I spoke to a reflexologist last night about this problem because I get it too. He shows me a way to relieve pressure by pressing the thumb in a line up the underside of the forearm i.e. if your hand was turned up like for a barbell curl.

This is supposed to relieve pressure on the forearms.


----------



## RAIKEY (Jun 30, 2005)

Tinytom said:


> I spoke to a reflexologist last night about this problem because I get it too.
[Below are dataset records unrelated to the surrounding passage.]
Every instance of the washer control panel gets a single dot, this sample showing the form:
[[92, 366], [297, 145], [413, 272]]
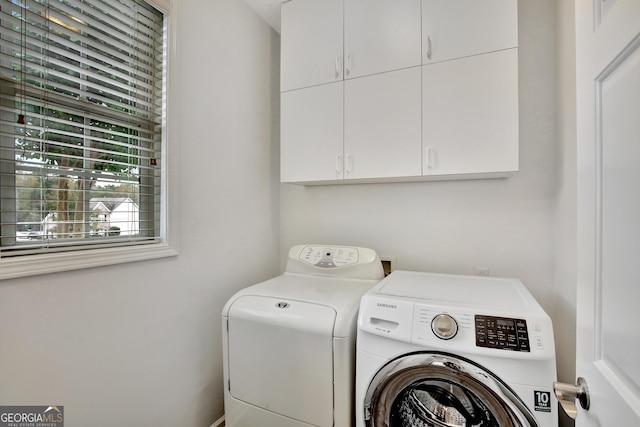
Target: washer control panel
[[329, 257], [349, 262], [502, 333]]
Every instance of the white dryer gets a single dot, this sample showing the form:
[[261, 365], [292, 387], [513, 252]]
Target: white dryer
[[448, 350], [289, 342]]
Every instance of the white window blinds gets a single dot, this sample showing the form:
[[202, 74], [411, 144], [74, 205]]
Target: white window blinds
[[81, 109]]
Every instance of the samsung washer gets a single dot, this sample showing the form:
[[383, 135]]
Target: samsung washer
[[289, 342], [451, 351]]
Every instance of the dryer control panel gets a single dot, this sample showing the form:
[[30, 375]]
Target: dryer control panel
[[502, 333], [336, 261]]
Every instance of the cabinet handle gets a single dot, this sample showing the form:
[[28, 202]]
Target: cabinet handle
[[428, 158]]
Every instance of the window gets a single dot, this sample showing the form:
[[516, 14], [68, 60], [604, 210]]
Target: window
[[81, 125]]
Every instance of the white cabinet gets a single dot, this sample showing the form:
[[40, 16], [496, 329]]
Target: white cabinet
[[311, 44], [376, 135], [311, 134], [381, 35], [325, 41], [470, 115], [388, 90], [382, 128], [459, 28]]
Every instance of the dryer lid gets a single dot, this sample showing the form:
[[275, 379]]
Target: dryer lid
[[438, 390]]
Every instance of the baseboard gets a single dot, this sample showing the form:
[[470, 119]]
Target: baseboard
[[219, 423]]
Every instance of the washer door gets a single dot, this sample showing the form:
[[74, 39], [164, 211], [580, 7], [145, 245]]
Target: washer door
[[440, 390]]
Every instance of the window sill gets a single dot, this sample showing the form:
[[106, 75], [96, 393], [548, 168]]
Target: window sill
[[33, 265]]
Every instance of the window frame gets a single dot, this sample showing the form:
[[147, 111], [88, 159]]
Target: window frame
[[166, 244]]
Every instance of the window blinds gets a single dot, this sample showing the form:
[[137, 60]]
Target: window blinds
[[81, 109]]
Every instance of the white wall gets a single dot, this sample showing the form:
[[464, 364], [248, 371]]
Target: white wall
[[506, 225], [565, 231], [139, 344]]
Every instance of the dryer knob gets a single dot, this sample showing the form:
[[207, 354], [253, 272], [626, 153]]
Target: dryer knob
[[444, 326]]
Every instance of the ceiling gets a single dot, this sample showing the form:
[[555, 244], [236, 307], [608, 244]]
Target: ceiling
[[269, 10]]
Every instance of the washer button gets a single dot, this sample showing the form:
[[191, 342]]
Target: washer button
[[444, 326]]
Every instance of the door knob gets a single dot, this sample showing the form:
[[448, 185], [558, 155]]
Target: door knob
[[568, 393]]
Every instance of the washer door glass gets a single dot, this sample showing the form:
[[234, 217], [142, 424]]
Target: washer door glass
[[438, 390]]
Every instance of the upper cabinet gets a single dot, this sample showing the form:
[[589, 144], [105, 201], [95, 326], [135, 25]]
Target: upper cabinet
[[332, 40], [312, 43], [380, 35], [398, 90], [458, 28]]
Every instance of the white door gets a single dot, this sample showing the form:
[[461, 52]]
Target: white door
[[608, 120], [311, 43], [470, 120], [311, 133], [380, 35], [458, 28], [382, 132]]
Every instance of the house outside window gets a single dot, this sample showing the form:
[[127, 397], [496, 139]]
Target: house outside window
[[82, 105]]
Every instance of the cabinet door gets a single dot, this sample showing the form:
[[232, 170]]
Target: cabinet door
[[458, 28], [382, 125], [381, 35], [311, 43], [470, 114], [311, 133]]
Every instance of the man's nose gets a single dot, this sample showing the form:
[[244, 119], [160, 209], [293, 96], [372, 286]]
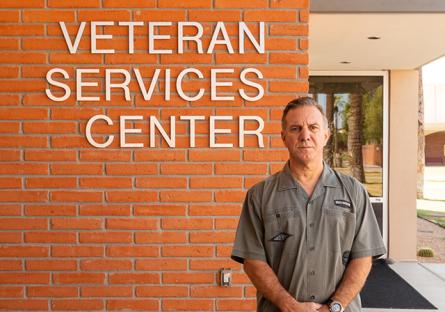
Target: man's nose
[[304, 134]]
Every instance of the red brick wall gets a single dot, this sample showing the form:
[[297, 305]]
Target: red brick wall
[[132, 228]]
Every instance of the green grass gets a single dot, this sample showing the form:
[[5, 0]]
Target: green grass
[[436, 217]]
He shows me a way to relieve pressure by pressing the thumb in a line up the underside of the forearm i.e. if your hand was turned up like for a barbell curl.
> 
> This is supposed to relieve pressure on the forearms.


i'm gonna try this as i have big probs with forearm pump..

its frustrating when your curling and have to let go/drop the db/bb cos the pump in ur forearms causes the grip to go weak .

i tried strapping meself to the dumbell, open hand grip,cables, but i end up failing the set earlier than i should, cos the pressure is too much ,

if it starts to effect my bicep development i'll be distraught.


----------



## goodgabba (Jan 3, 2006)

excellent, this is definately something i can incorporate into my routine if i start to feel discomfort, thanks Tinytom.

[edit] my forearms also get overly pumped at times Raikey, the muscle goes practically solid and my grip is considerably weakened [/edt]


----------